Does anyone remember NASCAR’s attempt at a children’s cartoon? I don’t know what other NASCAR fans were expecting, but when ‘NASCAR Racers’ was announced several years back, I imagined a cartoon with Bobby Labonte, Dale Jr., Jeff Gordon, etc. which chronicled the adventures they might have around the famous racetracks we are all familiar with. Or perhaps, a cartoon with the drivers sniffing out evil plots and foiling them, ala ‘Scooby Doo’.
Instead, we were taken into the future, where drivers with names like Charger, Stunts, and Rexcor raced on tracks that looked suspiciously like the triple loop-de-loop metal rollercoasters of today. It was disappointing, and so were the ratings; thus ‘NASCAR Racers’ only whizzed over the futuristic tracks for a short while before they were canceled.

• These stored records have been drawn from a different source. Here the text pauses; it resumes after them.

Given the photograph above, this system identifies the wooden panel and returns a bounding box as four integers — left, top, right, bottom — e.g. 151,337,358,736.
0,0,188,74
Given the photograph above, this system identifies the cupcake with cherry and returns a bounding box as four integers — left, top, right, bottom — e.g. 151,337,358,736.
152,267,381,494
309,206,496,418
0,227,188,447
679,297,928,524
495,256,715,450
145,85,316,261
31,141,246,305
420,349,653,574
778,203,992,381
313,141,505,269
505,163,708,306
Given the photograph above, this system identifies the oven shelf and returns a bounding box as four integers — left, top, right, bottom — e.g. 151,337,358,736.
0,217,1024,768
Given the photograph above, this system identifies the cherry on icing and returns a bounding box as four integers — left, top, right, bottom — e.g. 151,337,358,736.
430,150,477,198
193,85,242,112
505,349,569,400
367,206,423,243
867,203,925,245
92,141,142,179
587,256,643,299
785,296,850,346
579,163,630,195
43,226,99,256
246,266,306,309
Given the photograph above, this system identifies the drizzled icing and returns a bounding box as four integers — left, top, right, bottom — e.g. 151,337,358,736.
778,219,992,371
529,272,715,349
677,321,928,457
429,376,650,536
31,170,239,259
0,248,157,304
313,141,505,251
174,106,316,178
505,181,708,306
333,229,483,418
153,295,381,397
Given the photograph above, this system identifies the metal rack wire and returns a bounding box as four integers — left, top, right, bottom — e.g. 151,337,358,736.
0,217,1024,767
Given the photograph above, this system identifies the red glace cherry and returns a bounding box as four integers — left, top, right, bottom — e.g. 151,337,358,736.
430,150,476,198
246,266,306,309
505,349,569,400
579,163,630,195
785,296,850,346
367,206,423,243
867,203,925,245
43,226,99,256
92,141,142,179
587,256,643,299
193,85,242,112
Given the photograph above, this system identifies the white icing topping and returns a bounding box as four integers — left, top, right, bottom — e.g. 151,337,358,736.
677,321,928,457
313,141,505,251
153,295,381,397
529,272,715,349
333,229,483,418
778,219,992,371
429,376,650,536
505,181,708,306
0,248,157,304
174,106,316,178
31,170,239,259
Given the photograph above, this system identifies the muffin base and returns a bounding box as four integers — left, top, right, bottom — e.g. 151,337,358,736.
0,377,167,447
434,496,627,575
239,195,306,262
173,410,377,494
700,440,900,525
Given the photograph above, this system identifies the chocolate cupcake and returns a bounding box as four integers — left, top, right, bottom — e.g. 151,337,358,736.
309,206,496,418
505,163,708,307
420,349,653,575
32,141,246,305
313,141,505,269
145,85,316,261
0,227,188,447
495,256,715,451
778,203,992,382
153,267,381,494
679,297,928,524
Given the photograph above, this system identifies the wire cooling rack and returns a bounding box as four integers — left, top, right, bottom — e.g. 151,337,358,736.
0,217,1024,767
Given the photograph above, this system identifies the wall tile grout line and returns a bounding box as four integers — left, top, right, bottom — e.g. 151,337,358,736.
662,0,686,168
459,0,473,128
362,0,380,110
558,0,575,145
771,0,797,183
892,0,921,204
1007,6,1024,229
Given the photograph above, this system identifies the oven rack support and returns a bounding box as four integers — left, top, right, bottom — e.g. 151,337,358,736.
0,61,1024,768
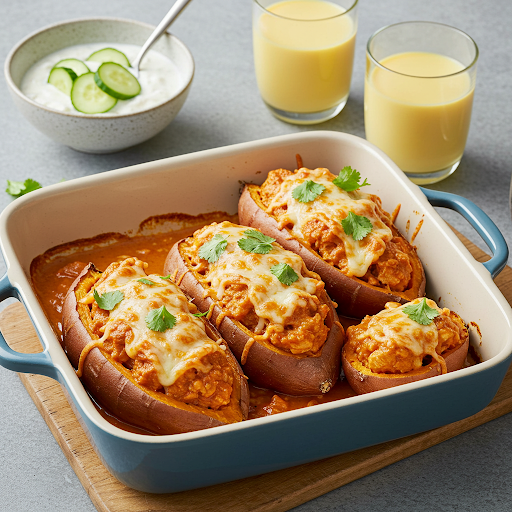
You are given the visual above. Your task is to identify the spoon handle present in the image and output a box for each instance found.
[132,0,191,70]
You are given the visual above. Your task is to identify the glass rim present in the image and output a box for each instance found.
[366,21,480,79]
[253,0,359,23]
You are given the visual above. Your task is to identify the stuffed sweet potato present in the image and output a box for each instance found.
[238,168,425,318]
[164,222,344,395]
[342,298,469,393]
[63,258,249,434]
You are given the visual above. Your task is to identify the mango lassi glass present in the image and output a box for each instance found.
[364,22,478,185]
[253,0,357,124]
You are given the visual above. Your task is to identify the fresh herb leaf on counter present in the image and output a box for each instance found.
[92,290,124,311]
[333,165,370,192]
[137,277,156,286]
[292,180,325,203]
[5,178,43,197]
[270,263,299,286]
[402,298,439,325]
[341,211,373,241]
[199,234,228,263]
[238,229,276,254]
[145,306,176,332]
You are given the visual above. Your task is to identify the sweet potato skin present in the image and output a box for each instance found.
[238,184,425,318]
[341,338,469,394]
[164,240,344,395]
[63,264,249,435]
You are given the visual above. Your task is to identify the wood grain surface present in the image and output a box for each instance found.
[0,235,512,512]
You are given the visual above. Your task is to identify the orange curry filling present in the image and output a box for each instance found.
[85,258,234,410]
[344,299,469,374]
[181,223,330,355]
[260,168,412,292]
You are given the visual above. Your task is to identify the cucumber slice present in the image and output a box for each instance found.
[48,68,77,96]
[87,48,130,68]
[71,72,117,114]
[53,59,90,76]
[94,62,140,100]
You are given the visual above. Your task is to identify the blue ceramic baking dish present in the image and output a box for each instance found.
[0,131,512,493]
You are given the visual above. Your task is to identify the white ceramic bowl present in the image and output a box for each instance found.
[5,18,194,153]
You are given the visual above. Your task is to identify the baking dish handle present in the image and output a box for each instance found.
[420,187,508,279]
[0,274,57,379]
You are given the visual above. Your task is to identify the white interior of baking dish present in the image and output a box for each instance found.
[0,132,512,443]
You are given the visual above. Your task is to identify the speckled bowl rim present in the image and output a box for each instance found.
[4,16,195,119]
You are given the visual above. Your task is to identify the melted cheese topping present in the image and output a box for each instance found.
[197,222,321,330]
[267,168,393,277]
[82,260,222,387]
[365,298,446,373]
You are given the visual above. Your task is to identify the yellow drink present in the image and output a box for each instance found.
[364,52,474,173]
[253,0,357,113]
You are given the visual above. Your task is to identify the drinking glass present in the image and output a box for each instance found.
[364,21,478,185]
[252,0,357,124]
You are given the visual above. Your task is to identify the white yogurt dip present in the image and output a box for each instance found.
[21,43,183,116]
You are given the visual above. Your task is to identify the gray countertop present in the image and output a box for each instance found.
[0,0,512,512]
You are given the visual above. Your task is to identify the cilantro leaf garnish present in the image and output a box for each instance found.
[402,298,439,325]
[145,306,176,332]
[333,165,370,192]
[341,211,373,240]
[292,180,325,203]
[92,290,124,311]
[238,229,276,254]
[270,263,299,286]
[5,178,42,197]
[137,277,156,286]
[199,233,228,263]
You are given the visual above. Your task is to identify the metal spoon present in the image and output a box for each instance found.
[131,0,191,78]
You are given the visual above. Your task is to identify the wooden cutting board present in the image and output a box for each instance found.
[0,235,512,512]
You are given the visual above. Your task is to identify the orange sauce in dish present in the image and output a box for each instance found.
[30,214,479,435]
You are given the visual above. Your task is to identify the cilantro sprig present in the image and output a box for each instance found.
[341,211,373,241]
[145,306,176,332]
[92,290,124,311]
[238,229,276,254]
[402,298,439,325]
[333,165,370,192]
[5,178,42,198]
[199,233,228,263]
[270,263,299,286]
[292,180,325,203]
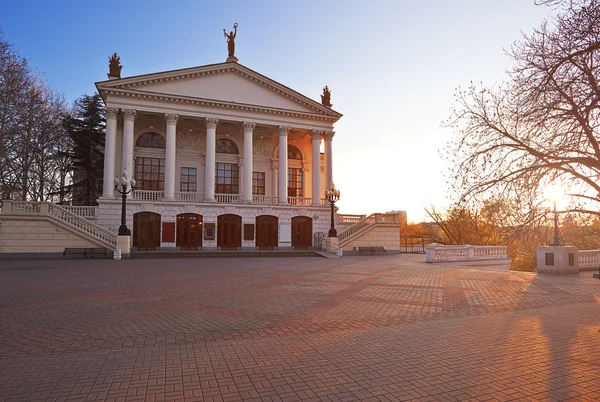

I have often thought, though, that the appeal of NASCAR to small children (and adults with small children’s hearts) is strong enough that a children’s show of some kind, be it a cartoon or puppet show, would do very well. Think of the wonderful ‘Sesame Street’ puppets created by the late Jim Henson. Children everywhere took such characters as Elmo, Big Bird, and Bert and Ernie into their hearts. I know it would be an easy jump for NASCAR fans everywhere to tune in to see a cute and fuzzy Elliott Sadler or Jamie McMurray learning how to spell ‘pit box’.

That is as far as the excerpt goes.